元锡白反复听了几遍后,内心闪过一个不可置信的猜测,瞳孔霎时紧缩,然而神关却一瞬通了窍一般豁然开朗:“你是说——”
徐达见状连忙急道:“你们快别打哑谜了,莫非已经知道那机关匙的下落了?”
“远在天边,近在眼前。”
宋钊唇角不明显地弯了弯,双手捧起那尊贵重的青玉国玺,看了一会儿,竟猛然往地上砸去——
“先生!!!”
太子被眼前的一幕惊得叫出了声,那可是宋娘娘交付给他,被他苦苦贴身藏了这么久的玉玺,然而如今却被……
“殿下别急,你看这是什么?”
宋钊拾起那破了一角的玉玺给太子看,只见那黄绿玉体里露出了一个乌黑的物事,仔细一看,竟然是个小型榫卯的形状。
“这、这…………”
不光太子,连徐达和琴解语也对眼前之景目瞪口呆,似乎还没从巨大的震惊中回过神来。
“原来,大胥从来就没有什么‘传国玉玺’。”
元锡白将那破角的青玉狠狠地往地上又砸了几遍,直到完整地露出那机关匙的真面目来。
一个由榫卯构成的复杂机关盒出现在了众人眼前。
“破而后立,先祖皇帝真是具有大智慧之人。”
元锡白小心翼翼地将那机关匙从碎玉中抱出,眼中不禁对其中的精巧程度流露出了赞叹之情:
“要不是现在有急用,我真想回府后再慢慢研究一下。”
宋钊转头看向徐达,字语铿锵有力:“你和李敢现在马上带着机关匙去黄钟五塔的南塔,我同太子现下启程赶往京畿祭坛。”
“钟声一响,便是太子受封登基之时。”
第74章 尾声
“锵———!!”
两兵相接,交错抵磨之声如清鸣鹤唳一般直冲天际。
迦楼灵犀神色一凛,险避开了迎头斩下的一道快如疾电的青光,她被那迅猛的刀风逼得回退了几步,继而大喝一声,凌空朝手持双刃的许徽劈去:
“许老头,当年你在父皇面前立下的忠誓都被狗吃了吗!!”
许徽对她这不管不顾的流氓枪法有所忌惮,当即从地上足尖一点,跃到了插着旌旗的高台上,苦笑道:
“殿下,臣在您小时候便教育过您,这种玉石俱焚的打法极其伤身,尤其是对女子而言……”
“你这老头废话真多!!”
迦楼灵犀戟尖一转,便仰首朝许徽的位置冲去,掌下未留半点情分:
“当年你无故辞去副统领一职时,便已不再是我明释公主的师父了。如今替诸葛少陵此等豺狼垂首卖命,不仅辱了你自己,还辱了你手中那双秋风鸳鸯刀——”
“我看现下,连四皇子这种童稚小儿都比你有气节!!”
不知是她的哪句话戳痛了男人的伤疤,许徽的眼神变了一瞬,但身形仍是沉默而沧桑地立在高台上,张开了双臂,硬生生地用刀背接下了迦楼灵犀这一枪。

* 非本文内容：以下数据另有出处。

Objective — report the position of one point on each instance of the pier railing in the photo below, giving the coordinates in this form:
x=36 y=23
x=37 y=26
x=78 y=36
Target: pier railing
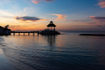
x=25 y=32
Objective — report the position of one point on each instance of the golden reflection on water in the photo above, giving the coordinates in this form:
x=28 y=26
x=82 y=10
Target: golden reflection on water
x=52 y=52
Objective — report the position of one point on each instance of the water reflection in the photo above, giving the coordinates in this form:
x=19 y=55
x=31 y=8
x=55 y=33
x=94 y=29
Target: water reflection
x=51 y=40
x=64 y=52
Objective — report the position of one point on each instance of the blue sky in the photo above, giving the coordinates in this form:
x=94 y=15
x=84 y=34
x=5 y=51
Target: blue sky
x=67 y=14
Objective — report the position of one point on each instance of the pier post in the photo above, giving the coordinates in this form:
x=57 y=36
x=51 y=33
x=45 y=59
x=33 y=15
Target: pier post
x=28 y=34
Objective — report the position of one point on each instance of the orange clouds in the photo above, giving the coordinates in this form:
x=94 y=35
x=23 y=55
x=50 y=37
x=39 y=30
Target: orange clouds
x=102 y=4
x=38 y=1
x=60 y=16
x=98 y=20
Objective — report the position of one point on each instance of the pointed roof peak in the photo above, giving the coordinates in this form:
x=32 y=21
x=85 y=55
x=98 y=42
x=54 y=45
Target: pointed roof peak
x=51 y=24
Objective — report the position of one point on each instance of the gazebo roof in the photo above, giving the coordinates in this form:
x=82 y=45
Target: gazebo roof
x=51 y=24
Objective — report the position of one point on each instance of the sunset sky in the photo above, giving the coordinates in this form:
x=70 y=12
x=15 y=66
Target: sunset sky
x=68 y=15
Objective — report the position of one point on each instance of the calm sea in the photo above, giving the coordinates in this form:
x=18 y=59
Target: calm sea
x=68 y=51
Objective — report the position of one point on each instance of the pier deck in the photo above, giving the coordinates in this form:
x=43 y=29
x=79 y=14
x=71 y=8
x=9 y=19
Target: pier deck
x=25 y=32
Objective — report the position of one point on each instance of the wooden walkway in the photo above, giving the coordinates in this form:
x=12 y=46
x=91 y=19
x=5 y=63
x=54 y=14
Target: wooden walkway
x=25 y=32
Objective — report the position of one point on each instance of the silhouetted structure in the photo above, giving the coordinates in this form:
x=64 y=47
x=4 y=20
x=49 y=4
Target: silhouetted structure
x=51 y=30
x=5 y=30
x=51 y=26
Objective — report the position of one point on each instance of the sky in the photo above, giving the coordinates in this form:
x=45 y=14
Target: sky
x=68 y=15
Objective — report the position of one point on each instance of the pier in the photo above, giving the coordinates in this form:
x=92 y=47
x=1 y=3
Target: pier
x=25 y=32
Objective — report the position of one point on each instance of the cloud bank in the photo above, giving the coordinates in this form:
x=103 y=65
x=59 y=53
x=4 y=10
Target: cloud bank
x=60 y=16
x=28 y=18
x=38 y=1
x=102 y=3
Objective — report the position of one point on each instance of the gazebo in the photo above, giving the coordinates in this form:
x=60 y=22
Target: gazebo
x=51 y=26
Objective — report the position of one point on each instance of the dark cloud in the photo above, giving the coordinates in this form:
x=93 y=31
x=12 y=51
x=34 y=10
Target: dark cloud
x=28 y=18
x=48 y=0
x=98 y=18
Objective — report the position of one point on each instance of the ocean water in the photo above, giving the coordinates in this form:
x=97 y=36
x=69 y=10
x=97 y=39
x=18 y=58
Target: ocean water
x=68 y=51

迦楼灵犀见他一副不打算开口的模样,便也不再多费口舌,专心地盯着那人闪避的身影,与许徽在高台上缠斗了起来。
虽身为女子,但那一夫当关万夫莫开的架势却丝毫不逊于男子,把身后观战的那群朱雀军看得心潮澎湃,士心大增。
两人都对彼此的招式颇为熟悉,一打起来更是有许多杀招都落了空,对方的皮肉没伤到,周围的廊柱宫阁倒是遭了殃,被那利风齐刷刷地削去了一大截,整齐划一地有如削葱般。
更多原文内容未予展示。